Why and how this is happening are questions addressed in Vinyl Nation, a 90-minute documentary co-directed and co-produced by author-essayist Smokler and screenwriter-filmmaker Boone. Filmed across the U.S. in the spring of 2019, Smokler and Boone interviewed a diverse group of more than 40 people about different aspects of the vinyl resurgence. Consumers, retailers and artists such as John Vanderslice, Kelley Stoltz and Ben Blackwell of the Dirtbombs (also co-founder of Third Man Records with Jack White) talk about why they’re passionate about vinyl. Manufacturers show how vinyl records and their sleeves are made. Women and/or people of colour talk about inclusivity as it relates to the vinyl and DJ communities. The history of vinyl is touched upon, as are its price and ecological impact, and the analogue-vs.-digital debate is renewed.

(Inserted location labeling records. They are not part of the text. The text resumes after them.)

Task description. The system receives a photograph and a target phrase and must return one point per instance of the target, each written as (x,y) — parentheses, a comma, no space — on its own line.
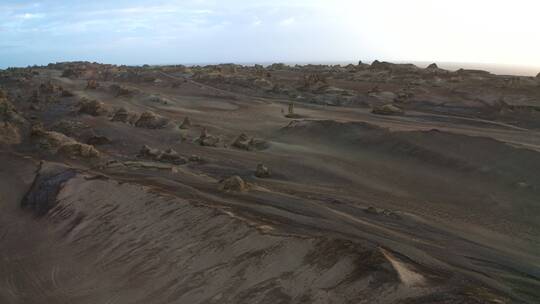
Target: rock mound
(207,140)
(167,156)
(243,142)
(233,183)
(125,116)
(92,107)
(186,124)
(92,84)
(262,171)
(47,184)
(59,143)
(150,120)
(387,109)
(10,121)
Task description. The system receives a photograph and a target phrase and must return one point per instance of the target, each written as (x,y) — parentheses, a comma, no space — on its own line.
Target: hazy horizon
(493,34)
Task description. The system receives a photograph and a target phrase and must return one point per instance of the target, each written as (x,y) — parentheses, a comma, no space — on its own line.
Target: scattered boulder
(314,82)
(92,84)
(10,121)
(207,140)
(120,91)
(263,83)
(76,148)
(195,158)
(186,123)
(233,183)
(262,171)
(157,99)
(66,93)
(171,156)
(123,115)
(34,98)
(148,152)
(249,144)
(387,109)
(47,88)
(371,210)
(150,120)
(92,107)
(70,128)
(47,184)
(97,140)
(167,156)
(241,142)
(59,143)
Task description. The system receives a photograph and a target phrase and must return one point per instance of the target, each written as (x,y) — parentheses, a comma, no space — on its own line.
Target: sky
(249,31)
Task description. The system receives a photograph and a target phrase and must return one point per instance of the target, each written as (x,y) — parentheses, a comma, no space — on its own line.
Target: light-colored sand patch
(407,276)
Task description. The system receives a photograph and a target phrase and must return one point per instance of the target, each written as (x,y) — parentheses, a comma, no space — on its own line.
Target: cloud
(287,22)
(28,16)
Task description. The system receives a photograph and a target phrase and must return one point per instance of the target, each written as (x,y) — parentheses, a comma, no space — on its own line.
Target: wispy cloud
(287,22)
(28,16)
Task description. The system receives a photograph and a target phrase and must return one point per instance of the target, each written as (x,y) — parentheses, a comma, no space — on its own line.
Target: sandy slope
(455,215)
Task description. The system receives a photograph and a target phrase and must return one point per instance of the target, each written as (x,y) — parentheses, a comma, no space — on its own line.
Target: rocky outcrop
(92,107)
(55,142)
(167,156)
(263,84)
(387,109)
(262,171)
(147,152)
(47,88)
(186,124)
(47,184)
(92,84)
(207,140)
(97,140)
(243,142)
(125,116)
(233,183)
(10,121)
(120,91)
(171,156)
(150,120)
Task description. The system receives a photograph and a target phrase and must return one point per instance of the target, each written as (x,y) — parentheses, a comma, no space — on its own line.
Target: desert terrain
(366,183)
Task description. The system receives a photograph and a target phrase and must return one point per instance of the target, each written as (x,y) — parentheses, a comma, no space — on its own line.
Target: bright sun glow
(192,31)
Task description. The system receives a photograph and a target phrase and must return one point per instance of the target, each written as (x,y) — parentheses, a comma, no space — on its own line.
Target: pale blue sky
(209,31)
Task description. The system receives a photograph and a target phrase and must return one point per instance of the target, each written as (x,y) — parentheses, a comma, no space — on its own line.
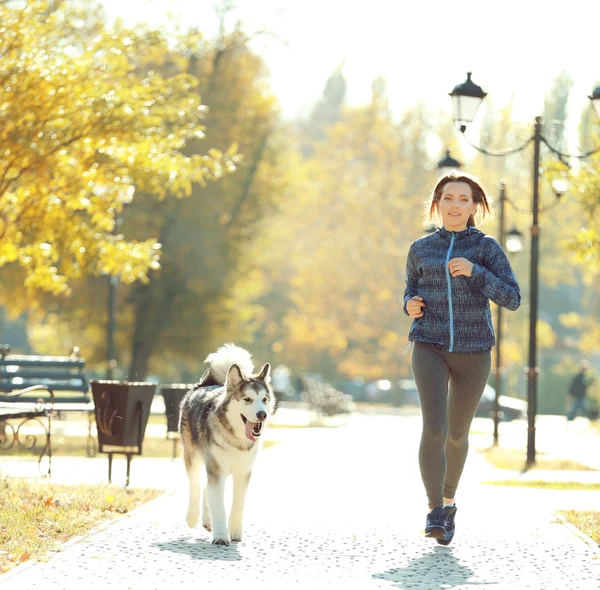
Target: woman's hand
(415,307)
(460,266)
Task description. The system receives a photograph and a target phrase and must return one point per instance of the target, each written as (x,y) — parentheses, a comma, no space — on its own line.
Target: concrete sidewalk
(331,508)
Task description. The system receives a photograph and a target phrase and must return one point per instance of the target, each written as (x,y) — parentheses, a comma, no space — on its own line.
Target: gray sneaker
(450,525)
(435,526)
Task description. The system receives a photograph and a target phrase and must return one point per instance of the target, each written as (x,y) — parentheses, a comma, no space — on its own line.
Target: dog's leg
(216,502)
(206,522)
(240,487)
(193,463)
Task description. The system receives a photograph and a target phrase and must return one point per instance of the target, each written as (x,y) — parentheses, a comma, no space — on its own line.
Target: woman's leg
(468,376)
(431,376)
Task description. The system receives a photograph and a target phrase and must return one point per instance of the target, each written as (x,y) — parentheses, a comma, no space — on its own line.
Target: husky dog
(222,418)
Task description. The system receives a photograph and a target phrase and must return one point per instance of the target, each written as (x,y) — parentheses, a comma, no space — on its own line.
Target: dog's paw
(192,518)
(235,530)
(221,540)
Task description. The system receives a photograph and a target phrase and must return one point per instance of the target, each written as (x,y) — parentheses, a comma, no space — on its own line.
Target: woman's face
(456,205)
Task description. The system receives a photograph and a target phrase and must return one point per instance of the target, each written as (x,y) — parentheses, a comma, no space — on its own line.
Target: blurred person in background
(578,394)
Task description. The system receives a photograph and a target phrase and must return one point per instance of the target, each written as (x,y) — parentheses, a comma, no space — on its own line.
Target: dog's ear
(234,377)
(265,374)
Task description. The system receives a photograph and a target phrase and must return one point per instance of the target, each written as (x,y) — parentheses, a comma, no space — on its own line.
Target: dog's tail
(221,360)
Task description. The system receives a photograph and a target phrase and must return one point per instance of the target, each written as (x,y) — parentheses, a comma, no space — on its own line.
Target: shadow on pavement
(200,549)
(438,569)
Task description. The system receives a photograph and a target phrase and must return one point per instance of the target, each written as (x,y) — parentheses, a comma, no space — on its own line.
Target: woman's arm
(495,278)
(412,278)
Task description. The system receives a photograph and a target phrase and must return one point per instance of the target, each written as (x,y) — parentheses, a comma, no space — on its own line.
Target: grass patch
(545,485)
(515,460)
(588,522)
(37,516)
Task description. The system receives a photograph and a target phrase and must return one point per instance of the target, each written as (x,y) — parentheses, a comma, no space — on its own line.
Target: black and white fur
(222,418)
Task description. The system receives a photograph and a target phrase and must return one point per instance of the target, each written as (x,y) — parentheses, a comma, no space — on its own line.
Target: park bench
(38,388)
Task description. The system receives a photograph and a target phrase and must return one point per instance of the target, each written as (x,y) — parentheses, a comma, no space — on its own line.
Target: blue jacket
(457,315)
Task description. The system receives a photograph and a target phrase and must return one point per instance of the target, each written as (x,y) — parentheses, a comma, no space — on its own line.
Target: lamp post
(513,243)
(125,196)
(466,98)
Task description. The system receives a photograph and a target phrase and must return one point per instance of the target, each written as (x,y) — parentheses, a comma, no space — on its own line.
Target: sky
(423,48)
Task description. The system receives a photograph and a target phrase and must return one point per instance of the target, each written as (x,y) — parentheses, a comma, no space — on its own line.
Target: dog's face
(250,401)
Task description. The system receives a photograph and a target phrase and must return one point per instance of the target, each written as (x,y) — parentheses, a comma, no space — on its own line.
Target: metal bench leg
(91,443)
(129,456)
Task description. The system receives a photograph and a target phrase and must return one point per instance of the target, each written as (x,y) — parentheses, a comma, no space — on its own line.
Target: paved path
(332,508)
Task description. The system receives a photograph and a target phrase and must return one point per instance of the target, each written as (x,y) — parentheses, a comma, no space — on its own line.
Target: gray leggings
(446,418)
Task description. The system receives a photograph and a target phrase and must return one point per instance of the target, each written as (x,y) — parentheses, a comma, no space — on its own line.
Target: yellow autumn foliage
(84,128)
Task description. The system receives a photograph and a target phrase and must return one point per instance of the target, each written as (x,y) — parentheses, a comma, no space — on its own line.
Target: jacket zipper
(450,294)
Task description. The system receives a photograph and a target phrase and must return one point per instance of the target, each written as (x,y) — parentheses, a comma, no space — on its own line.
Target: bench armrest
(29,390)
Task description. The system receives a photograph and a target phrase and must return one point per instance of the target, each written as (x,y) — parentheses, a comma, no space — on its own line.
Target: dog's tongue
(249,427)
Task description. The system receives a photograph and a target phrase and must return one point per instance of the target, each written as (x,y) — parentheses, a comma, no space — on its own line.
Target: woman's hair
(479,196)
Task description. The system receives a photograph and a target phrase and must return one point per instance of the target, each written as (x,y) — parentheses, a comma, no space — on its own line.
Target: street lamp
(511,241)
(125,196)
(466,98)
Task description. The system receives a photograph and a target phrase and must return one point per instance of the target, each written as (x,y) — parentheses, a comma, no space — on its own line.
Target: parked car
(511,408)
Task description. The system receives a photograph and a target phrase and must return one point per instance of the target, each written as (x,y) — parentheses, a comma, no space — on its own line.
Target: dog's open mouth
(253,429)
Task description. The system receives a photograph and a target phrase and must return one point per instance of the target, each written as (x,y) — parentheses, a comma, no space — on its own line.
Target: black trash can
(121,409)
(173,394)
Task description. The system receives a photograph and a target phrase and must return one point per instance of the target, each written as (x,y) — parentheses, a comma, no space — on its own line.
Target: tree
(83,128)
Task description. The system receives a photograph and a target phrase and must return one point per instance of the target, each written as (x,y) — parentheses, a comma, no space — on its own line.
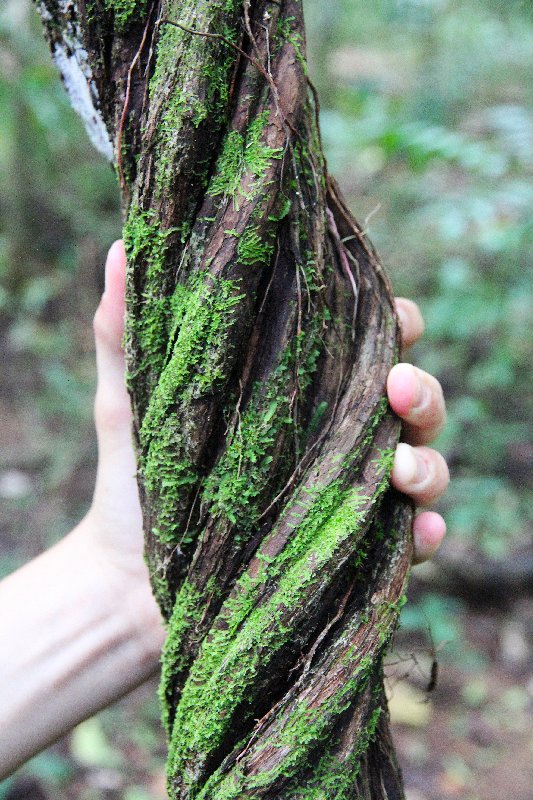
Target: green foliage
(448,158)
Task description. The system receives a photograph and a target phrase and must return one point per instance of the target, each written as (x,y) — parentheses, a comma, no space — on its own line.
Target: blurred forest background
(427,114)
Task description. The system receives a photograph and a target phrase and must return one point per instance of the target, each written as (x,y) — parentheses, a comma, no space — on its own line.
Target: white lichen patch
(72,60)
(81,97)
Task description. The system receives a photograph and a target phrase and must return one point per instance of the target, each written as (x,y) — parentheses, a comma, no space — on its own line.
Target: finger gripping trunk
(260,332)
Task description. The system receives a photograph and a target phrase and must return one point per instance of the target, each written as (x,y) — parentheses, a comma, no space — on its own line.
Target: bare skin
(415,396)
(96,632)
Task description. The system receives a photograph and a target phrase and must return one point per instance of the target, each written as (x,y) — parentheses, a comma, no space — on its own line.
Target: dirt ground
(470,737)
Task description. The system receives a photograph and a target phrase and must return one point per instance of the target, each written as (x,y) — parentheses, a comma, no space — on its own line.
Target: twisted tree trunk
(260,331)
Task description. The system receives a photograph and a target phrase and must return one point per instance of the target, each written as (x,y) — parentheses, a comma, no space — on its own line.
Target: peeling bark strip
(260,332)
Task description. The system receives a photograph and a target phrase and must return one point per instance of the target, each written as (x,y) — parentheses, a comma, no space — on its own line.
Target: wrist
(125,580)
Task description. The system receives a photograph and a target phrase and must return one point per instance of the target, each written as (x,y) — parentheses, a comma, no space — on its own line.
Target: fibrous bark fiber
(260,332)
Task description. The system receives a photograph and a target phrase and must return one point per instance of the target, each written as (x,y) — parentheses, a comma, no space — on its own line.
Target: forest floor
(470,736)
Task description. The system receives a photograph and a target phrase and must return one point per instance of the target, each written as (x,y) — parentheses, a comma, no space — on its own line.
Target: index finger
(411,320)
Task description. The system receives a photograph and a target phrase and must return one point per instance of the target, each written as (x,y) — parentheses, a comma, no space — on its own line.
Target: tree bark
(260,332)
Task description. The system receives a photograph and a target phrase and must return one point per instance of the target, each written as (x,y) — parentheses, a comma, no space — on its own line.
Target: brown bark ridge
(260,332)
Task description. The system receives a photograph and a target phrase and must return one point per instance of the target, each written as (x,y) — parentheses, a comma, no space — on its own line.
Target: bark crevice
(260,333)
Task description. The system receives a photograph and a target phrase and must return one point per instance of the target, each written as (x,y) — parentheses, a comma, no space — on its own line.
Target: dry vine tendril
(260,333)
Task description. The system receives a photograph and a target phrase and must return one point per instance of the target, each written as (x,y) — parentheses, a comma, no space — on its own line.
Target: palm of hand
(415,396)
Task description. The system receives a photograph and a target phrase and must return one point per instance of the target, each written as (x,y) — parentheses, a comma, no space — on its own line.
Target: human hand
(415,396)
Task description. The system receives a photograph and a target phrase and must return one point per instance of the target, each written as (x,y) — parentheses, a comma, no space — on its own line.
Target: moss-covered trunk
(260,331)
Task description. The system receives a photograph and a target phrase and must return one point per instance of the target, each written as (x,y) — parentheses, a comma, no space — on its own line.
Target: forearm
(76,633)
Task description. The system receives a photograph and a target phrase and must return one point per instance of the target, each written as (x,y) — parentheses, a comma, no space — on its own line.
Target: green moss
(255,248)
(226,669)
(199,320)
(242,155)
(146,243)
(126,12)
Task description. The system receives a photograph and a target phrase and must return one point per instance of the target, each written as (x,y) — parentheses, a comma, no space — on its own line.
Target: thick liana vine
(260,332)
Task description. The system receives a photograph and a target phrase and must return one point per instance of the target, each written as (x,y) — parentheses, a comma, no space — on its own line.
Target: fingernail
(402,318)
(422,394)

The documentary — the first for both Smokler and Boone — is a veritable smorgasbord of vinyl-related subjects.

“Because the movie is about something getting bigger, I think we wanted it to feel big,” says Smokler. “It was our intention from the beginning to have many voices speaking at once.”

“Our job,” adds Boone, “was figuring out: ‘How can these people have a conversation with one another even if they are not in the same room with one another?’ We definitely wanted to have conflicting points of view, especially when it comes to something like, ‘Does vinyl sound better?’ because there is no right answer.”

There are other, non-people stars of Vinyl Nation. Amoeba Music record stores are prominent, and a segment of the film shows how a decision by lifestyle retailer Urban Outfitters to stock Crosley turntables made listening to vinyl records appealing for young people.

“People just want to crap on Crosley but it’s been a great way to (help) a lot of young fans get into records,” says Boone, stressing that businesses profiled in the film put no money into the project.

Arguably, the highlight of Vinyl Nation arrives near the end when Smokler asks his personal friend and podcaster Ashleyanne Krigbaum what will happen to her sizable record collection when she dies. No spoilers but suffice to say her answer, and the emotions that pour forth, illustrate how deeply some music fans love their vinyl.

“When we called cut, I said to Ashleyanne, ‘Thank you for sharing that story,’ because I knew I had just seen what would be, if not the best scene in the film, one of the best scenes in the film,” says Boone. “We were at the end of our first week of shooting … I told (my wife), ‘We got something today and I think we’re actually going to have a documentary that’s going to be good’ — because of that moment.”

It’s that same passion that inspired two former cassette kids to make a love letter to vinyl.

“We’re both big music people,” says Smokler, “and I think through finding vinyl as adults rather than at the time when it was the only way to listen to music, we’ve both decided vinyl is a kind of expression of oneself as a music fan, and a way to have a relationship with music that is really unique and special.”